Monday, January 26, 2009

Lobbying for Big Bucks

Jeff Norquay, a prominent pundit and lobbyist with Conservative ties (he is a former Harper PMO Communications Director) is quoted in the Hill Times today as follows:
Mr. Norquay also said the copyright lobby will be in full force when the House returns and he expects a draft legislation to be tabled within months. The government introduced copyright legislation in the last Parliament, but it died on the Order Paper when the election was called.

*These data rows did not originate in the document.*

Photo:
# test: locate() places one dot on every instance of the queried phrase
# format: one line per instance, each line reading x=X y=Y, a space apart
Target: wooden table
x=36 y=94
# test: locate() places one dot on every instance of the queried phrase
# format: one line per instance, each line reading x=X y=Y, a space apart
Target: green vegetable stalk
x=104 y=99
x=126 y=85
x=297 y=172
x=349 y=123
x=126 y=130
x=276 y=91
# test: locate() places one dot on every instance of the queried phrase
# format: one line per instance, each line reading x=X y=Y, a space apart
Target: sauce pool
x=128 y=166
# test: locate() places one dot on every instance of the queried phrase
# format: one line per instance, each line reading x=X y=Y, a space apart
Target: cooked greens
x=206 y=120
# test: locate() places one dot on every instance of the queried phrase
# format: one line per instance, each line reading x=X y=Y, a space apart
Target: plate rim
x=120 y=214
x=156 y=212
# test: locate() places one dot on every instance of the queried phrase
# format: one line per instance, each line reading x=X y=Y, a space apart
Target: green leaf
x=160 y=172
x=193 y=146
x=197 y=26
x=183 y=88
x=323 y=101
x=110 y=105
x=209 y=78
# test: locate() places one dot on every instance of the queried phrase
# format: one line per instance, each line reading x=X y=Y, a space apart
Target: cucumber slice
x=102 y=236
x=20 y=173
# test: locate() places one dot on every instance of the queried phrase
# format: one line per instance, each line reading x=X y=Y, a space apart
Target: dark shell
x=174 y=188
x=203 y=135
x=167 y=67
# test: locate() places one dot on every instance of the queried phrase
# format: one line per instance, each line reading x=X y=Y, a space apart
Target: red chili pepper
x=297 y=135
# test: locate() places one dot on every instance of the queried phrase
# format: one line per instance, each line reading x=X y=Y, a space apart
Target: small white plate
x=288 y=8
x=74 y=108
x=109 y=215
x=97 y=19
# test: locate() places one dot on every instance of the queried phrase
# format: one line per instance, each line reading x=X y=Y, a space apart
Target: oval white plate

In its 2008 platform, the Conservatives said they would reintroduce it if re-elected. "Because of the complexities of finding the right balance in copyright between creators and users, I expect it will be fairly controversial," Mr. Norquay said. "That's the reason that it's taken so many years for copyright reform to occur."
The Hill Times goes on to say:
Lobby groups Canadian Recording Industry Association and the Canadian Private Copying Collective have recently registered lobbyists.
CRIA no doubt wants a "making available" right and a clear path to suing its members' Canadian customers. CPCC no doubt wants to expand the levy scheme which is rapidly evaporating due to the fact, as confirmed twice by the Federal Court of Appeal, that the levy scheme doesn't apply to "devices" such as iPods.

CRIA dislikes the current levy scheme, which it more than anyone is responsible for creating, because it makes downloading from the internet onto audio recording media legal. But it loves the money its members get from it through the CPCC, which has collected well over $200 million to date.

It will be interesting to see how CRIA and CPCC try to untangle the legal and policy webs they have woven together over the years - to the point that CRIA last year actually opposed CPCC in the Federal Court of Appeal case in which I acted strking down the "iPod Tax".

And when CRIA continues to whine about WIPO ratification for the purpose of helping Canadian artists, it knows perfectly well that the direct and inevitable result will be that the cost of the levy will almost precisely double due to the requirement to provide full national treatment, so that Canada will send potentially tens and possibly hundreds of millions a year in windfall levies to foreign record companies and performers (most performers will probably never see any of it), and get back virtually nothing in return. Hardly sound economics, even in normal times, which we won't see again for a long time. Officials who understand this situation are well aware of this problem.